CHDB: What draws you to a career in public health?

MG: Scale. Clinical medicine is certainly profound – there is no equivalent to helping the person in front of you prevent and/or effectively manage and minimize the burden of disease, pain and disability. But public health offers the opportunity to improve population health and health equity on a broad scale. That has always been compelling for me.

CHDB: Work on the scaled-up City Health Dashboard began in May 2017. Reflecting on the past year, what surprised you most about the process? What’s one lesson you’ve learned?

MG: If you are developing a national resource and hope it will be used by thousands of people to catalyze important work in improving health and health equity, you have a responsibility to make it absolutely excellent!  Rigorous, user-friendly, very clear and understandable, timely. But meeting that goal successfully requires a very great deal of work and attention! I’ve been surprised by just how extensive and intensive the preparation process has been. The lesson: there’s nothing a fabulous team can’t accomplish!

CHDB: The Dashboard equips a diverse audience of users with tools to better understand their communities and create healthier neighborhoods. Is there a use of the Dashboard by a community or organization that particularly excites you?

MG: We’ve seen great work in our pilot cities – Waco, Providence, Flint and Kansas City, KS. And now, since going live nationally, we’ve seen many other cities begin to engage. Lake Charles, LA has started using the data to support grant applications. They’ve been able to dig into the Dashboard data to paint a very detailed picture of residents and how health and social issues manifest within specific neighborhoods.
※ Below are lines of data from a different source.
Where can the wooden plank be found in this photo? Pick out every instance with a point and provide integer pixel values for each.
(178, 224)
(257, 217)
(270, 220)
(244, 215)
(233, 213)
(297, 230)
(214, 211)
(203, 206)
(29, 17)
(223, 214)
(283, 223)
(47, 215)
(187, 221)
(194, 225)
Richmond, CA has also begun exploring how the Dashboard can support the city’s cross-departmental Health in All Policies initiative.

CHDB: How do you see the Dashboard impacting communities over the coming months? The coming years?

MG: In the months and years ahead, I’m looking forward to communities being able to say: “The Dashboard made visible to us the key health issues in our neighborhood. It helped us set priorities and initiate action, and already we’ve been able to demonstrate a measurable improvement.”

CHDB: Which Dashboard metric are you most passionate about? Why?

MG: That’s a tough one! There are many, really, but today I’ll pick opioid-associated mortality. I spent the first half of my career with a strong focus on increasing drug users’ access to treatment for their substance use and for their physical and mental health conditions. So much of the harm from opioid use can be averted through sound policy-making, more effective prevention strategies and better access to effective medication-assisted treatment. So this set of issues is always on my radar.

CHDB: How do you hope to see the Dashboard develop in the future?

MG: I hope the Dashboard will propel improvements in urban population health and health equity for years to come, becoming a go-to resource for cities and communities across the nation. I expect we’ll see new measures, tools and resources on the website, greater ease in downloading data from the site, and improved links to effective policies. In short, much to look forward to!